I just tried out the MirrorMirror sample in release mode on Win32 build config, and it ran at ~220 fps. This sample uses many entities, meaning that the same ClearPipelineResources method should be called many more times than in your case....

There must be something else going on that is driving the performance issue. Is there anything modified in the engine that you are using, or is it a fresh download of the current commit?
Coordinator
May 18, 2014 at 6:24 PM
Actually it should also be possible to move the ClearPipelineResources out of the Entity3D::Render method, and instead perform that call at the higher level ViewPerspective::ExecuteTask method. This should minimize the number of times it is called, and will actually not hurt the performance of the rest of the state setting. Since each entity will set its needed parameters, then it doesn't matter which other states are still set... so we can safely skip the clear call without any problems.

Can you double check your profiling results in this way? And also ensure that you are profiling a release build as well!
May 19, 2014 at 12:29 AM
Edited May 19, 2014 at 12:30 AM
I changed to the release mode and with the fresh version of Hieroglyph, the mirror mirror sample run at ~130 fps. It's still lower than yours. Do you think this is due to my CPU Core I5 1.6?

When I move the function pipeline->ClearPipelineResources to ViewPerspective::executure, the speed is increased by 20 fps.

Finally, the most greatest thing is when I build my application in the release mode, it run at 430 fps. This problem obsessed me for about a week, and now, it seems to take a heavy weight off my mind.

I just want to ask you a final question. Why is there a big difference in speed between release and debug mode in your engine?

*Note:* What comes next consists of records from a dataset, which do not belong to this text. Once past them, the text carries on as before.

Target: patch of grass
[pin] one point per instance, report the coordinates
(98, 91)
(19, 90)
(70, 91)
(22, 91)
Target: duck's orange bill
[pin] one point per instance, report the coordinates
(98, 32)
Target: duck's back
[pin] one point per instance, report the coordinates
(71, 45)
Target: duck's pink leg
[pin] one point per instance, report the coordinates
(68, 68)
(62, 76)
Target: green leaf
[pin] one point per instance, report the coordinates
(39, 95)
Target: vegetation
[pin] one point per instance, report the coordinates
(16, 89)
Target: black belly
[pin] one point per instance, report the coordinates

P/S: Thanks for spending time in helping me out of it. Sorry for my bad english.
May 19, 2014 at 12:36 AM
Edited May 19, 2014 at 12:37 AM
jzink wrote:
I was thinking about this more, and if you only have a single entity, which is issuing all of the draw calls, then you should only be calling ClearPipelineResources once, right? If that is your biggest CPU usage, and it is only called once per frame, then you should be achieving very high framerates.
I have two version. One with multiples entities which run at 50 fps, and other with only one entity which run at 70 fps.
Coordinator
May 19, 2014 at 7:11 AM
The main reason that there is a big difference is that when you have very simple rendering techniques, the GPU can finish much earlier than the CPU for a given frame rendering. That means that the CPU is the primary bottleneck, so anything that you can do to speed it up will make it much faster. In release mode, the compiler and linker optimize for speed and remove all of the debugging information so that it runs much faster.

I wouldn't expect such a big difference (i.e. from ~70 in debug up to ~400 in release) but that is an indication that your CPU is the bottleneck in debug mode. Is your processor a quad core, or dual core? If it is only dual core, you may want to run in singlethreaded mode, or possibly modify the NUM_THREADS constant to 2 which may help!